Shelbourne Hotel--Founded in 1824 when a group of townhouses was consolidated, the five-star Shelbourne Hotel sits adjacent to the lovely expanse of St. Stephen's Green. Famed ghost hunter, Hanz Holzer, and his psychic wife, Sybil Leek, encountered the ghost of a little girl named Mary Masters when they stayed in a room on the top floor of the hotel in 1965. Holzer's investgation revealed that the girl died around 1846.

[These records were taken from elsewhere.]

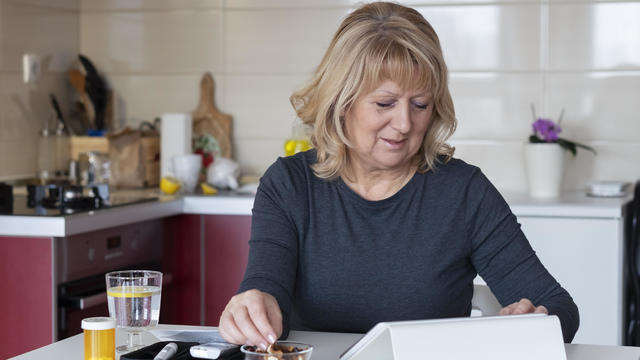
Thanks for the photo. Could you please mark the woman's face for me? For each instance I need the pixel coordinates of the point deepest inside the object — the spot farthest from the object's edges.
(387, 126)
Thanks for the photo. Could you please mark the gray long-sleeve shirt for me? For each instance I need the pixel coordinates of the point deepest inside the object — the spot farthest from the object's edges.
(337, 262)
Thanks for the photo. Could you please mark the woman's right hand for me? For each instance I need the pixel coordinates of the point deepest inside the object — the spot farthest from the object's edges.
(252, 318)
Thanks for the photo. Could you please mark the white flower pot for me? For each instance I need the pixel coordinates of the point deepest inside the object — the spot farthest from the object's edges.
(545, 169)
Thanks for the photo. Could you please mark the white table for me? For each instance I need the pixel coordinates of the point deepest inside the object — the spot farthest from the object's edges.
(328, 346)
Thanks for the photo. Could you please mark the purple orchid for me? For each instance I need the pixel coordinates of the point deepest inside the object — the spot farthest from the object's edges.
(546, 130)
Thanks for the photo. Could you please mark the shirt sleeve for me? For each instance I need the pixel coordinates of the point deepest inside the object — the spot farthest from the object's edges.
(273, 246)
(504, 258)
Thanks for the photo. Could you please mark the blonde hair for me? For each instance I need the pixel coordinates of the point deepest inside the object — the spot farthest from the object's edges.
(376, 42)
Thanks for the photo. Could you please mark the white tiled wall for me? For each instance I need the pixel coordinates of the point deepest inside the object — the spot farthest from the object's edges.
(50, 29)
(583, 56)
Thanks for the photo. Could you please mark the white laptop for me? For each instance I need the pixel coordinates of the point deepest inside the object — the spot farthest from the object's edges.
(513, 337)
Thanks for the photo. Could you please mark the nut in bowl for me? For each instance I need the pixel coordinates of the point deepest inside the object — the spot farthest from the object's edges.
(281, 350)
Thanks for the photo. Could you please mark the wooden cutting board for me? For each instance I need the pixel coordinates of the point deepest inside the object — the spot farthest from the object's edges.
(207, 119)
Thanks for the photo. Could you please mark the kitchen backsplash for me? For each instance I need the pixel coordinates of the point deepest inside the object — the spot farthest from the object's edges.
(583, 56)
(49, 28)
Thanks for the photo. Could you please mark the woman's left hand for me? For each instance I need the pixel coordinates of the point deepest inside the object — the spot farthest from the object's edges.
(524, 306)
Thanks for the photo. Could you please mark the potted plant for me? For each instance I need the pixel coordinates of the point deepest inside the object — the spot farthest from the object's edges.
(545, 156)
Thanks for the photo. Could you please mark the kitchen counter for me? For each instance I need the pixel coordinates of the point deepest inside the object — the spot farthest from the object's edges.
(574, 204)
(327, 346)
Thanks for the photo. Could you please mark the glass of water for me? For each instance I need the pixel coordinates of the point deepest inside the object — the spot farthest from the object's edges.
(134, 302)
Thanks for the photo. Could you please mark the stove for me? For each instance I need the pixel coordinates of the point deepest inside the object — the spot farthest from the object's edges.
(63, 199)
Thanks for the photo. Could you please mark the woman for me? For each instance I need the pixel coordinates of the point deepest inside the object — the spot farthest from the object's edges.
(379, 222)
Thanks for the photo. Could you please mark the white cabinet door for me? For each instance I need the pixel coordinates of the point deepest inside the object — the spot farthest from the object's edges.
(586, 257)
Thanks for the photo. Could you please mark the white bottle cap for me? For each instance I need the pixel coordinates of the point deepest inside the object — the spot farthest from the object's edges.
(98, 323)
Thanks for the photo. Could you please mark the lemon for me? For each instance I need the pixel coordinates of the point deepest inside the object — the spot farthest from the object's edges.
(208, 189)
(169, 185)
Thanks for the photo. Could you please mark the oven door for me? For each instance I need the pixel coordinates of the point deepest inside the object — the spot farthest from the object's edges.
(87, 297)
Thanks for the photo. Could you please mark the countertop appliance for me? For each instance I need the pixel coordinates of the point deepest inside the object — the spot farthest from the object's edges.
(632, 251)
(64, 199)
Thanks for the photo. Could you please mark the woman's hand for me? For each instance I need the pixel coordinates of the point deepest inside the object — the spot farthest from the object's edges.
(253, 318)
(524, 306)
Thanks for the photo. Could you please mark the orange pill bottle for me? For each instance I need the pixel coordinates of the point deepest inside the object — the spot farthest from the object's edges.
(99, 338)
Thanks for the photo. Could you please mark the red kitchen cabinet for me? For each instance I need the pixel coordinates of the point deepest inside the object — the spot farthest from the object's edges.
(226, 250)
(26, 294)
(207, 256)
(182, 298)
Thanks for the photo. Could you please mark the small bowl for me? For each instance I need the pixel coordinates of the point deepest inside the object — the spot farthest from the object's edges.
(250, 352)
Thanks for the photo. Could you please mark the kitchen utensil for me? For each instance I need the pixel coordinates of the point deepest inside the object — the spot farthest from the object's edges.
(58, 111)
(97, 90)
(78, 81)
(187, 170)
(207, 119)
(61, 140)
(133, 298)
(46, 153)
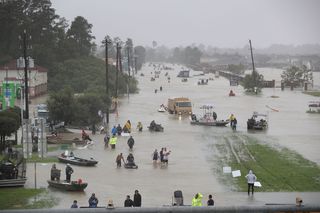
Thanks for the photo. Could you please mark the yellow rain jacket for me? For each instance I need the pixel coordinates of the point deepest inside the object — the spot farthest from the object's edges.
(197, 201)
(113, 140)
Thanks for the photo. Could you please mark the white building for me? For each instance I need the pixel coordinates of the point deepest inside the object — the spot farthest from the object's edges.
(37, 77)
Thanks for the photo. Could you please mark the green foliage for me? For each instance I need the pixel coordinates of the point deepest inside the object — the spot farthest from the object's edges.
(9, 123)
(20, 198)
(278, 169)
(79, 37)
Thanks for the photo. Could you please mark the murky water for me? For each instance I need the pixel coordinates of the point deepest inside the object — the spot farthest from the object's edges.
(190, 168)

Across the street, St. Stephen's Green was once home to a leper colony as well as public hangings. Spirits of both wander its verdant expanse to this day.

Collins Barracks, known as Dún Uí Choileáin in the Irish, is a former military barracks in the Arbour Hill area of Dublin, Ireland.The buildings are now the National Museum of Ireland – Decorative Arts and History. According to some museum staff, it is also haunted. The WWI soldier, known only as "the Quartermaster" silently wanders the halls of the east wing.

Glasnevin Cemetery, which makes an appearance in the famous novel Ulysses is home to approximately a million graves that were often a target of Trinity College's efforts to gain cadavers for study. In fact, the cemetery has an unusual feature: a watchtower to keep a vigilant eye on the rest of the departed interred here. But not all is quiet in the ancient cemetery, and ghost tales abound. Nearby, a pub known as The Gravediggers is said to be haunted as well.